今になって思えば、あの朝比奈との不可解なファーストインプレッション、、、 ホシノが選んだからしょうがない、、、 おれは、その旅先案内人として、朝比奈の人格を妄想の中で創り出したってことか。
「誰だった他人の人格を創り出すわ。それに応えるかどうかは別として。わたしはホシノの期待に応えた。それはわたしの意志であるんだけど、またこれまでの世界に意識が戻れば、そんなこと忘れてしまっている。それともわたしもまた別の世界に行くことだって考えられる。どこの世界のわたしが死んでいるのかもしれず、わたしもまたホシノ言う『あいだの世界』で意識を交錯させただけなのかもしれないんだから。ホシノ的に言わせてもらえば、だけど」
誰だって、子供のときに死を身近に感じた時期があるはずだ。テレビニュースや新聞を賑わす話題は、いつだって他人の不幸な死だ。
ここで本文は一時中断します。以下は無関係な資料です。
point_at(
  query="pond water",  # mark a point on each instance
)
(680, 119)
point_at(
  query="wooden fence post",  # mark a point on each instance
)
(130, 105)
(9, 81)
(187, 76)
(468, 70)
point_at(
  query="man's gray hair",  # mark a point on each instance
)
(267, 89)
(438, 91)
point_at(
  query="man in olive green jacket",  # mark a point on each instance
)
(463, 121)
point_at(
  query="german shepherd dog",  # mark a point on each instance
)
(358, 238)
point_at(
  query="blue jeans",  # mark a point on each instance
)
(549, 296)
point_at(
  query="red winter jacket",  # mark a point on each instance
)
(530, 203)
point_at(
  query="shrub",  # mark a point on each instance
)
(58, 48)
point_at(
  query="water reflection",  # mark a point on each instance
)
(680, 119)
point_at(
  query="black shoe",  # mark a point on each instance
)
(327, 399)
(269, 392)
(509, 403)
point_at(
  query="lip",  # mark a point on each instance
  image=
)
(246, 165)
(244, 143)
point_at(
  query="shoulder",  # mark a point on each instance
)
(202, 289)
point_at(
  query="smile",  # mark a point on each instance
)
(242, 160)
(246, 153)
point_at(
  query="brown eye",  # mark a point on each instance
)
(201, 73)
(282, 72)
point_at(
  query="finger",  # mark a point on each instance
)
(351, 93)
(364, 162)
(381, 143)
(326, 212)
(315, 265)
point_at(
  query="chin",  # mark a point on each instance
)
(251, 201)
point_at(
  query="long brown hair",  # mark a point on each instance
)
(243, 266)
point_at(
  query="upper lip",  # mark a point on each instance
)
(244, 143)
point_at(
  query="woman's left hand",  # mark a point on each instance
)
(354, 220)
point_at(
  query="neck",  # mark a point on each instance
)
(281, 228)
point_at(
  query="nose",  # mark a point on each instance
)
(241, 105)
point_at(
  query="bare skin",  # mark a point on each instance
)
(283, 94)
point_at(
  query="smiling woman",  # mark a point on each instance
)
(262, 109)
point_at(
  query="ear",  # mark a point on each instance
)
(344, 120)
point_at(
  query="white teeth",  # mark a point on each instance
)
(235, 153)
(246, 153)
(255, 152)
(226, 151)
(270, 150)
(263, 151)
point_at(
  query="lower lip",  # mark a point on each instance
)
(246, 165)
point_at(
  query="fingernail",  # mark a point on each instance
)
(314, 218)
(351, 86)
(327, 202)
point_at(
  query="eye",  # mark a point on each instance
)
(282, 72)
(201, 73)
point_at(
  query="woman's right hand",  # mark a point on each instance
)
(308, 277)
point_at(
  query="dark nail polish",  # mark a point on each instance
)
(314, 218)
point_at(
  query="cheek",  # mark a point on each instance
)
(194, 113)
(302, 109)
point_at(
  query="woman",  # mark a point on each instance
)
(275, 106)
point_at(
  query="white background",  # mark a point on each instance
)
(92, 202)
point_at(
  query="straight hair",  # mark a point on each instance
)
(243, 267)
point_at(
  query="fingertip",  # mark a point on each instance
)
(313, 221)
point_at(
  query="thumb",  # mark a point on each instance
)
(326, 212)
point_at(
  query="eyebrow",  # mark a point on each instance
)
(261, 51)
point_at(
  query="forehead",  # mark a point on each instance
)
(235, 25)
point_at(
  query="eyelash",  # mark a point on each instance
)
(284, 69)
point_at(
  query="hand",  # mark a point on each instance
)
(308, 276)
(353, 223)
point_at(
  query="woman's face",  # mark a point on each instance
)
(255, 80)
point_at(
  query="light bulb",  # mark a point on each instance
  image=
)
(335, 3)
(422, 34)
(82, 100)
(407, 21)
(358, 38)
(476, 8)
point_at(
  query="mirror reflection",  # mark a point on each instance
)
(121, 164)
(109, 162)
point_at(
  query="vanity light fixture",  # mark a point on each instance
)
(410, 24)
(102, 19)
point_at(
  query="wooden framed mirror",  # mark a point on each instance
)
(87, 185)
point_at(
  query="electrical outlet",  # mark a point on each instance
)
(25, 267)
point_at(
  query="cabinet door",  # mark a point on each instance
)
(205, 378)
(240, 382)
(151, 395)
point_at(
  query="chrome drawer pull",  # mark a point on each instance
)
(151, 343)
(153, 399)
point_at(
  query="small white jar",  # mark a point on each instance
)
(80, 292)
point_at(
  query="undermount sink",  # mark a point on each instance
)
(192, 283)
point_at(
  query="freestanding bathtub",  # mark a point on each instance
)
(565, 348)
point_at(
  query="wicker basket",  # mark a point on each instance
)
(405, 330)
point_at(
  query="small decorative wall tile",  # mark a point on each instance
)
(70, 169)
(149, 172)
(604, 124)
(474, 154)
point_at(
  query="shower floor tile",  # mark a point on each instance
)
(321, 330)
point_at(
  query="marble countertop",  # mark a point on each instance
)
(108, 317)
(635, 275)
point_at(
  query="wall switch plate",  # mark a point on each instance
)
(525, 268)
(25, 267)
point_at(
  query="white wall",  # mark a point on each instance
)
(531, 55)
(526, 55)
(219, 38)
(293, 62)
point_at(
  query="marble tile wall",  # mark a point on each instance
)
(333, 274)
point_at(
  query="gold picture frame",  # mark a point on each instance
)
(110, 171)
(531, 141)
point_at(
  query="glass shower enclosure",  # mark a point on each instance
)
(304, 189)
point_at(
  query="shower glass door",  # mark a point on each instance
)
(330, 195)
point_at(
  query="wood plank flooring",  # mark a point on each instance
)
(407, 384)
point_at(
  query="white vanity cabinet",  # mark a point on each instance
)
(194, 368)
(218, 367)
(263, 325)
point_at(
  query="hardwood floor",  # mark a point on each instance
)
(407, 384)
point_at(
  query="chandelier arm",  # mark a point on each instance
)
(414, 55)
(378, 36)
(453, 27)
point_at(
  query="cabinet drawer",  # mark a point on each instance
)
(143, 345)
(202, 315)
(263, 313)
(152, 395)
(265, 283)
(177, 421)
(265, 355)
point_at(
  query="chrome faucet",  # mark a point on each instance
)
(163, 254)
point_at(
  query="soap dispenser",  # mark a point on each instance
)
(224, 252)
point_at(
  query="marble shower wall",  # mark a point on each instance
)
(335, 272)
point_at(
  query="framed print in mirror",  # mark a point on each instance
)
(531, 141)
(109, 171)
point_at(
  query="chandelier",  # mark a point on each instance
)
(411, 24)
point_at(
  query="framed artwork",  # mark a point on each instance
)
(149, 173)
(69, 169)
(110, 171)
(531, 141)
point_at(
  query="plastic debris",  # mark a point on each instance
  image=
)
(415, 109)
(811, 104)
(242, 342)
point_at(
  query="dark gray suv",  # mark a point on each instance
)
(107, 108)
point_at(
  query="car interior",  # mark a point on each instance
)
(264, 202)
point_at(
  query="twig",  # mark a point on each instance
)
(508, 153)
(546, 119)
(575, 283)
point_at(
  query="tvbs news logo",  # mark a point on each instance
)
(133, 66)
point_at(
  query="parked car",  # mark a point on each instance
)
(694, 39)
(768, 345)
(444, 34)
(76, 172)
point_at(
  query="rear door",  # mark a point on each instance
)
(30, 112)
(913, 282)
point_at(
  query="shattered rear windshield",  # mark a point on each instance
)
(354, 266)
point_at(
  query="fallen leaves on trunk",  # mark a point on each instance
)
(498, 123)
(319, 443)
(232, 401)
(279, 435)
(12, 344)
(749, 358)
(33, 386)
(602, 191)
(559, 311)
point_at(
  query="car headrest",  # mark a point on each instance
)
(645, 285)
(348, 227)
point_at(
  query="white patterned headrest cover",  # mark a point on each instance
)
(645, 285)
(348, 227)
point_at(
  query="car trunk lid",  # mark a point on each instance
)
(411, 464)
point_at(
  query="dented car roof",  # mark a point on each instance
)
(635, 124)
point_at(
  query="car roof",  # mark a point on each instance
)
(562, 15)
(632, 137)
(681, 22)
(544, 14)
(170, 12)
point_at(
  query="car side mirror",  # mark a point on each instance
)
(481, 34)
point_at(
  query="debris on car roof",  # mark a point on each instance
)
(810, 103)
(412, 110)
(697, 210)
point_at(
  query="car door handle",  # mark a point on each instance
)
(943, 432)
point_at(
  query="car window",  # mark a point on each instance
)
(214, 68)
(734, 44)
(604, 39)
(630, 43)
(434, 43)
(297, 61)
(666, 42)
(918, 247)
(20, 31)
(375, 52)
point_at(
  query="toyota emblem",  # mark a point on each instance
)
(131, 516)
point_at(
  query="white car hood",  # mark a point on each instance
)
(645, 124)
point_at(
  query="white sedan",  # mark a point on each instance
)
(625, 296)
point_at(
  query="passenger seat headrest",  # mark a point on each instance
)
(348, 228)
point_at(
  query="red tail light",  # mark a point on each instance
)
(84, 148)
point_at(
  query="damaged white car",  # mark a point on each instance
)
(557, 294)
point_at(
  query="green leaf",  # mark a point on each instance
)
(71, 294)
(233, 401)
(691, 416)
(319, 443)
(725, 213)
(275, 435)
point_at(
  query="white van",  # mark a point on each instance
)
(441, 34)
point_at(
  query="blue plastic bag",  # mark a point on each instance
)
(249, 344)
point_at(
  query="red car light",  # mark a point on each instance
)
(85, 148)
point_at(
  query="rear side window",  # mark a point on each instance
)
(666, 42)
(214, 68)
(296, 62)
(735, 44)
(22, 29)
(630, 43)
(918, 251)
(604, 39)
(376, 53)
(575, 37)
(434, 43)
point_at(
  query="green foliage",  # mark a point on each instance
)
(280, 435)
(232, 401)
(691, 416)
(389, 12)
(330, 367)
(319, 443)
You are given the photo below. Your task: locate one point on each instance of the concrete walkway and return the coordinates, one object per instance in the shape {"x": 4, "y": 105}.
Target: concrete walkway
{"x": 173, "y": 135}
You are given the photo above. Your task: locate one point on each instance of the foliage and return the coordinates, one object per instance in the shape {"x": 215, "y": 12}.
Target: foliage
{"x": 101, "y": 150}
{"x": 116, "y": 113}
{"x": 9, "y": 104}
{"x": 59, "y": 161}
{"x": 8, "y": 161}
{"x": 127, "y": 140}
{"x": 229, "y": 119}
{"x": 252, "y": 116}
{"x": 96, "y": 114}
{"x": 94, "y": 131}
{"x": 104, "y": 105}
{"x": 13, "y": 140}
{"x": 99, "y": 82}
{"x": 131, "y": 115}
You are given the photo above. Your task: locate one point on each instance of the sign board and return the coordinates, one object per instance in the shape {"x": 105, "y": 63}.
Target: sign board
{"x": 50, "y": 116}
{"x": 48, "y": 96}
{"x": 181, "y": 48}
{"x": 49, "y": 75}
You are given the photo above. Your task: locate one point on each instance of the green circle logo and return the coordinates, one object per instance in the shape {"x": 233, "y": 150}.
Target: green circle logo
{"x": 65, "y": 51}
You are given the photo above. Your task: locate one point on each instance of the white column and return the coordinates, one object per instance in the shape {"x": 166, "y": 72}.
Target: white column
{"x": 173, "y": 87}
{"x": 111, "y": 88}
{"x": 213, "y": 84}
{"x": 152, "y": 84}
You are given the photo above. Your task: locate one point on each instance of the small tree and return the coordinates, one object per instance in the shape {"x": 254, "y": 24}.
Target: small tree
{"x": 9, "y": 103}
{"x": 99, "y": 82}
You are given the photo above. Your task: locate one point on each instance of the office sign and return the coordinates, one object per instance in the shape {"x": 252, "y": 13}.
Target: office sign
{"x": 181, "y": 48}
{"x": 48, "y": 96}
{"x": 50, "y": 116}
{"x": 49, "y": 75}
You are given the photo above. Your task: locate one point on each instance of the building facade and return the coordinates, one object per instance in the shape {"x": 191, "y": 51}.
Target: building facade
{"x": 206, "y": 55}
大人になればなるほどマヒしていく。自分にも降りかかるんじゃないかという不安は、子供心だからこそ有効だったのかのように、今にも自分の心臓が止まってしまうんじゃないかと、心配で寝付かれないこともあるし、朝目覚めずにそのまま死んでしまうんじゃないかと思ったこともあった。そして、実際に目覚めても、本当は自分は死んでしまっていて、ここはこれまでにいた自分の世界じゃないのではないかと思うことも、、、 だからいまの朝比奈の話は腹に落ちた、、、
実際にこうなってしまえば、いつの段階から死の世界に足を踏み入れていたかなんて、もうわかりもしない。おれなんかは昨日の記憶もあいまいで、モノをどこに置いたか忘れておきながら思いもしないところで見つかるし、知らないことで誰かの不評を買い、たまに感謝されたり。確かに自分が生きた軌跡なんて誰も正確に答えられるわけはない。
特に古い記憶になれば、自分のことなのか他人のことなのか、他人に言われた自分のことなのか、テレビや映画で見た記憶なのか、ハッキリしないことが多すぎるんだから。
すべては、自分の曖昧な記憶と、他人の不確かな記憶の関係の中で、営まれていた歴史が事実として積み重ねられていく。
「そうだね、ホシノ。今日が、今日が昨日の、そう、続きだなんて、誰もわかっちゃいない。そう錯覚しているだけ」
そんな、それが事実だとしたら、、、 事実なんだろうけど、、、 おれたちはいったいなんのために生きているっていうんだ。